SPEC.txt

-----

NILDB file format (version 1)
Author: Tiebing Zhang <tiebing@meetcircle.com>,Adam Ierymenko <adam.ierymenko@zerotier.com>

http://creativecommons.org/publicdomain/zero/1.0/

-----

In keeping with the goal of minimalism the file format is very simple, the
sort of thing that would be given as an example in an introductory course in
data structures. It's a basic hash table that adds additional pages of hash
table entries on collision.

It consists of a 16 byte header followed by a hash tables and then data.
All integer values are stored in the big-endian word order (network order).

The header consists of the following fields:

[0-3]   magic numbers: (ASCII) 'N', 'D', 'B', NILDB_VERSION (currently 1)
[4-7]   32-bit hash table size in entries
[8-11]  32-bit key size in bytes
[12-15] 32-bit value size in bytes

Hash tables is an arrays of [hash table size] 32-bit unsigned integers, as 
data offset from the beginning of the data portion.

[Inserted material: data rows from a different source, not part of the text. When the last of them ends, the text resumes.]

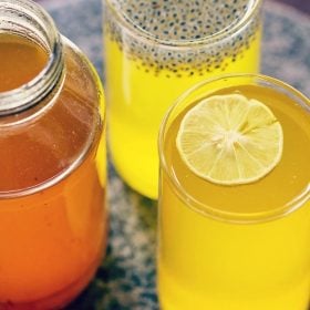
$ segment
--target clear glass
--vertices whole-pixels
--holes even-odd
[[[17,65],[33,46],[33,59]],[[13,76],[0,78],[1,89],[46,55],[30,81],[0,92],[0,308],[62,309],[106,246],[103,91],[89,60],[32,1],[0,1],[0,53]]]
[[[166,110],[208,76],[258,72],[261,1],[103,2],[112,159],[131,187],[156,198]]]
[[[280,163],[262,179],[215,185],[176,148],[186,111],[214,94],[267,104],[283,128]],[[226,75],[182,95],[159,133],[158,294],[162,309],[307,310],[310,297],[310,101],[262,75]]]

Hash table size is 4 * [hash table size].

Immediately following the header is the first key/value and other fields.

Structure of each key/value entry 
	[0] 1-byte flags. 0x01 means valid, 0x00 means deleted.
	[1-5]  32-bit offset, from this entry to the next link-listed entry with the same hash
	fixed-size key data
	fixed-size value data

The algorithm for adding new entries is as follows:

(1) The key is hashed using a 64-bit variant of the DJB2 hash function, and
    this is taken modulo hash table size to get a bucket number.
(2) The Hash table is checked to locate the first entry. If the hash table offset
    is 0xFFFFFFFF, which indicates no entry, an entry is appened to the end of
	the file and the hash table index is updated with the correct offset. If the
	hash table offset is valid, then the link list is traversed until the
	end. During the traverse, if the same key is found, the value is updated
	and over. Otherwise, if an deleted entry is found, that entry is used for
	the new entry, and flags set to valid. If no deleted entry found, an entry
	is appened to the file, and the last link list entry offset is updated.

Lookup of a key/value pair follows a simiar method of traversing the link list.

Deleting an entry simply updates the entry's active bit to "deleted", so that 
the space can be reused later. The file will never shrink.